Cansino Biologics Inc(688185) : independent opinions of independent directors on matters related to the eighth meeting of the second board of directors

Cansino Biologics Inc(688185) Jinyu Bio-Technology Co.Ltd(600201) company

Independent directors’ opinions on the eighth meeting of the second board of directors

Independent opinions on relevant matters

In accordance with the company law of the people’s Republic of China, the securities law of the people’s Republic of China, the Listing Rules of the Shanghai Stock Exchange, the Listing Rules of the stock exchange of Hong Kong Limited, the rules of independent directors of listed companies and other relevant laws, regulations and normative documents, as well as the articles of association of Cansino Biologics Inc(688185) Jinyu Bio-Technology Co.Ltd(600201) company (hereinafter referred to as the “articles of association”) As the independent director of Cansino Biologics Inc(688185) Jinyu Bio-Technology Co.Ltd(600201) company (hereinafter referred to as “the company”), we, as the independent director of Cansino Biologics Inc(688185) Jinyu Bio-Technology Co.Ltd(600201) company (hereinafter referred to as “the company”), based on the relevant provisions of the working system of independent non-executive directors of Cansino Biologics Inc(688185) Jinyu Bio-Technology Co.Ltd(600201) company (hereinafter referred to as “the company”), based on the independent, prudent and objective position and careful analysis, hereby express the following independent opinions on the relevant matters considered at the eighth meeting of the second board of directors of the company:

1、 Evaluation report on internal control of the company in 2021

The content and form of the 2021 internal control evaluation report of Cansino Biologics Inc(688185) Jinyu Bio-Technology Co.Ltd(600201) company comply with the requirements of relevant laws, regulations and normative documents, and truly and accurately reflect the construction and operation of the company’s internal control system.
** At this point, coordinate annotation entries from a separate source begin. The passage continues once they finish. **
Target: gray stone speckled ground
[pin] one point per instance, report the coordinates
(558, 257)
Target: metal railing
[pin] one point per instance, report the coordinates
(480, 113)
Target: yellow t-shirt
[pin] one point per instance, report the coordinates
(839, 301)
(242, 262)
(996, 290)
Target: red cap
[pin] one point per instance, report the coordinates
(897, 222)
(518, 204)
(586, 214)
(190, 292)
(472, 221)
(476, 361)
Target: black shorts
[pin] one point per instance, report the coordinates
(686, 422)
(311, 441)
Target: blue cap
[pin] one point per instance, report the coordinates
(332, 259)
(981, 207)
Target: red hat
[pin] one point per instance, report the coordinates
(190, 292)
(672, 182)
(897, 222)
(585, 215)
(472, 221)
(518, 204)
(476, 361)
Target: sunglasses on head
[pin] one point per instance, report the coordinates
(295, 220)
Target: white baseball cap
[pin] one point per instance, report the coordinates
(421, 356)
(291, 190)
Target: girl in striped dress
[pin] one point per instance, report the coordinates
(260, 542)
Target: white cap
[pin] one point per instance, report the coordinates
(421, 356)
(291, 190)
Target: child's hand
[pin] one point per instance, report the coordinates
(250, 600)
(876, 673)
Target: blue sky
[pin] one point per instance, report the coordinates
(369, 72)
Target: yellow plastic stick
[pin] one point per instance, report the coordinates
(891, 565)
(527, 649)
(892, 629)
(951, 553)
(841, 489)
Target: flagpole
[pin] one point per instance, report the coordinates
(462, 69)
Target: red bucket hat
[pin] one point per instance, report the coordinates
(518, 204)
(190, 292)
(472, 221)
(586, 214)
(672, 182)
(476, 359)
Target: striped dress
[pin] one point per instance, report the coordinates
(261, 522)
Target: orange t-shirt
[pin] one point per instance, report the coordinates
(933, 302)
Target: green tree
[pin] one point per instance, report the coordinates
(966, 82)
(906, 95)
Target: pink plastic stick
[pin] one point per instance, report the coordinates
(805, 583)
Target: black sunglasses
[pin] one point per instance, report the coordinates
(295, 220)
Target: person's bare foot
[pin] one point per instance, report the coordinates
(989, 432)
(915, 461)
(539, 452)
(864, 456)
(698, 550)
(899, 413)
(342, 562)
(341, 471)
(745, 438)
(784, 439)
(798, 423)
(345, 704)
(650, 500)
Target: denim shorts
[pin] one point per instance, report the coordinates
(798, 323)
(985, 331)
We believe that the company has established a relatively perfect internal control system and evaluation system, which meet the relevant internal control supervision requirements, and implemented it in business activities, meeting the requirements of effective risk control in all major decisions. The company had no major defects in internal control related to financial report and non-financial report in 2021.

Therefore, we agree to the proposal on the company’s 2021 annual internal control evaluation report.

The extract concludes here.